In Toscana i rappresentanti territoriali hanno sottolineato l’importanza della continuità di trattamento per non creare disparità tra i pazienti, oltre a auspicare una migliore organizzazione tra centri hub e spoke. Enrico Sostegni, presidente della Commissione Sanità e politiche sociali della Regione Toscana, ha riconosciuto che il territorio regionale non è coperto in modo uniforme da eccellenze territoriali e che occorre incrementare il ruolo delle Usca e migliorare il rapporto tra medici ospedalieri e di medicina generale. “Occorre ripensare il modo in cui il territorio si interfaccia con l’ospedale”.
Nel Lazio, come nel resto del Paese, c’è stata una riduzione di circa il 50% delle prestazioni erogate in elezione. Nella Regione è emersa la necessità di creare, per le patologie cardiovascolari, una rete basata sulla distribuzione geografica dei bacini di utenza delle varie Asl con percorsi differenziati tra malati Covid e non Covid; rivedere il rimborso delle prestazioni; dare spazio alla tecnologia, con personale dedicato; preservare posti dedicati al paziente elettivo, che non è meno grave di quello emergenziale che arriva in pronto soccorso; realizzare una campagna di informazione per i pazienti, affinché si rechino in ospedale quando hanno i primi sintomi.

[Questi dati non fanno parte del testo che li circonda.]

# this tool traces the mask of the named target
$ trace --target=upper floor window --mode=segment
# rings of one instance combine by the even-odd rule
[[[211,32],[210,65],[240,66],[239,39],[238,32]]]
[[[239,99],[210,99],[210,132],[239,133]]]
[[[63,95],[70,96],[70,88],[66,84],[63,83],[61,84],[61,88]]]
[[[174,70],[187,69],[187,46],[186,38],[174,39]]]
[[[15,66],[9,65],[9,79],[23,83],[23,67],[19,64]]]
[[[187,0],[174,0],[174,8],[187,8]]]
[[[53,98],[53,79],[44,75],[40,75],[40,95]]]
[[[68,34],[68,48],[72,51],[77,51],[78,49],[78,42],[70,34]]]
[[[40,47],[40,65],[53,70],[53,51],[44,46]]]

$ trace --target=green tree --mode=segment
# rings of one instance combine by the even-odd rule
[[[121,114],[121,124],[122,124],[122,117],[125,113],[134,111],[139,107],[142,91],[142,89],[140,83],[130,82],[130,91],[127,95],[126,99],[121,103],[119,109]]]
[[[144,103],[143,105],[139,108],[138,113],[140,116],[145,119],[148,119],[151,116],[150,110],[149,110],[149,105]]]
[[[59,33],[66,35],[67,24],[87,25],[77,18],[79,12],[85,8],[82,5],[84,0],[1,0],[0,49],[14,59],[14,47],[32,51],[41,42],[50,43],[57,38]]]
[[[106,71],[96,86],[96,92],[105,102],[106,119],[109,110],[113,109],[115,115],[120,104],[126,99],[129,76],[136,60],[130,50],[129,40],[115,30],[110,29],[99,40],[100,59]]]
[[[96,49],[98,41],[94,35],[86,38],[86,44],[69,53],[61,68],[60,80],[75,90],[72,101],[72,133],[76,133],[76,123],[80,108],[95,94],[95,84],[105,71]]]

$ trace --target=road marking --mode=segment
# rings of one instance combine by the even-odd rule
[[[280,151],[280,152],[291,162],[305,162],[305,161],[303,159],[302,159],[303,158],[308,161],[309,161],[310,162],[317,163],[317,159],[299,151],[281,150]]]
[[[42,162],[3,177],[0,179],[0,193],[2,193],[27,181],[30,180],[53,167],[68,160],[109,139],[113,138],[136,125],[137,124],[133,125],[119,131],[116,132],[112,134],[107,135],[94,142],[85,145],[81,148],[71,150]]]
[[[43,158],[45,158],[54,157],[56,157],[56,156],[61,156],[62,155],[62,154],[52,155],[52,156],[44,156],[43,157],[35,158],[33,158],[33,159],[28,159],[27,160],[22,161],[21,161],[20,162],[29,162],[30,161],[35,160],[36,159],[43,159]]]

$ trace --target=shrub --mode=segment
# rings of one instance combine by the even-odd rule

Giuseppe Simeone, presidente Commissione Sanità, Sociosanitaria e Welfare Regione Lazio ha ricordato le difficoltà dovute dal commissariamento che ha interessato la sanità regionale per 12 anni, fino al 2020. “Abbiamo dovuto fare i conti con le risorse contingentate e il Covid è arrivato in coda a questo percorso. Io credo comunque che quella di cui stiamo discutendo oggi è una sfida che si vince sui territori: gli ospedali devono curare le acuzie e occuparsi degli interventi tempo-dipendenti. Per il resto dobbiamo essere in grado di creare reti vere sul territorio, che mettano insieme mmg, pediatri di libera scelta, case della salute, distretti e così via. È una strada lunga in cui c’è molto da fare ma ritengo che sia l’unica direzione possibile”.
Recuperare il ritardo
In chiusura dell’incontro, Roberto De Ponti ha ricordato che “siamo ancora in alert e abbastanza lontani dall’essere rientrati da questa emergenza che ha impatto su tutte le altre malattie”. Le liste d’attesa lunghe e i problemi di accesso alle prestazioni permangono. “La pandemia ha messo in evidenza ciò che non funzionava nella sanità prima del Covid – ha ricordato l’esperto – Ci sono risorse in arrivo, dobbiamo avere visione realistica per il prossimo decennio. In questo ritengo sia fondamentale coinvolgere le figure di riferimento e le società scientifiche”.